Experts say it is time the government made healthcare a fundamental right.

“Inadequate infrastructure is no excuse; the government needs to strengthen infrastructure to meet the healthcare needs of people. Public healthcare delivery system must be improved as it is the right of people to get proper treatment. There should be a national law for it,” said Ashok Aggarwal a lawyer and an activist.

The previous Congress-led United Progressive Alliance government drafted a policy on health for all that suggested putting in place a national health mission to improve the health infrastructure in the villages and towns of India.

The Congress, before the 2014 general election, promised universal healthcare, saying it would lead to the creation of six million new jobs in the sector by 2020.

Gandhi criticized the Bharatiya Janata Party (BJP)-led National Democratic Alliance government’s flagship health insurance scheme Ayushman Bharat, saying the initiative dealt with a limited number of healthcare issues.

“If I want to be kind to it, I see it as a limited scheme which is targeting a very limited number of healthcare issues and, if I want to be frank, I think that it is a handout to the 15-20 richest businessmen in India. This is not the type of scheme which we are going to run...I am absolutely convinced that you need public expenditure in health,” he said.
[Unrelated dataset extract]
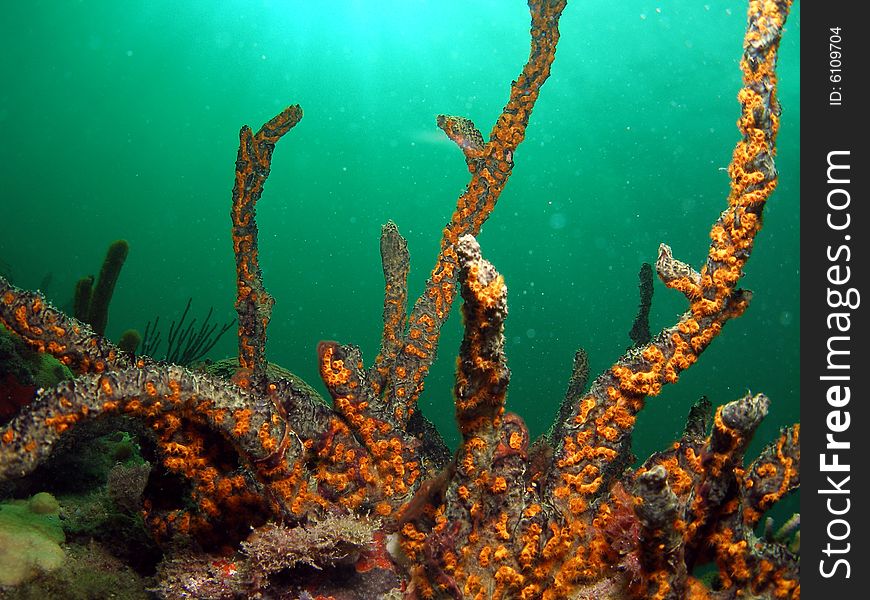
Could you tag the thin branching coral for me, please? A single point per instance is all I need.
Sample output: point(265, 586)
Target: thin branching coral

The scheme, billed as world’s biggest public health scheme, provides annual health cover of Rs 5 lakh per family to 107.4 million poor and vulnerable families (around 500 million people) ,listed in the socio-economic caste census data, for secondary and tertiary care hospitalisation through a network of empanelled hospitals. In first 100 days of Ayushman Bharat, launched on September 23, 2018, around 685,000 people availed of the scheme.

Gandhi said that the private sector and health insurance do have a role to play,but that the foundation for good healthcare has to be provided by the government and the public sector. “Hence I believe that a proper network for healthcare programme should be made in every state,” he added.

Responding to his criticism, a Bharatiya Janata Party spokesperson, Sacchinand Upasane, said Gandhi has no moral right to criticize Ayushman Bharat because in the past 60 years the Congress had done nothing towards providing healthcare for the poor.

“Millions of people have benefitted from the scheme and people are appreciating the BJP government for the same,” he added.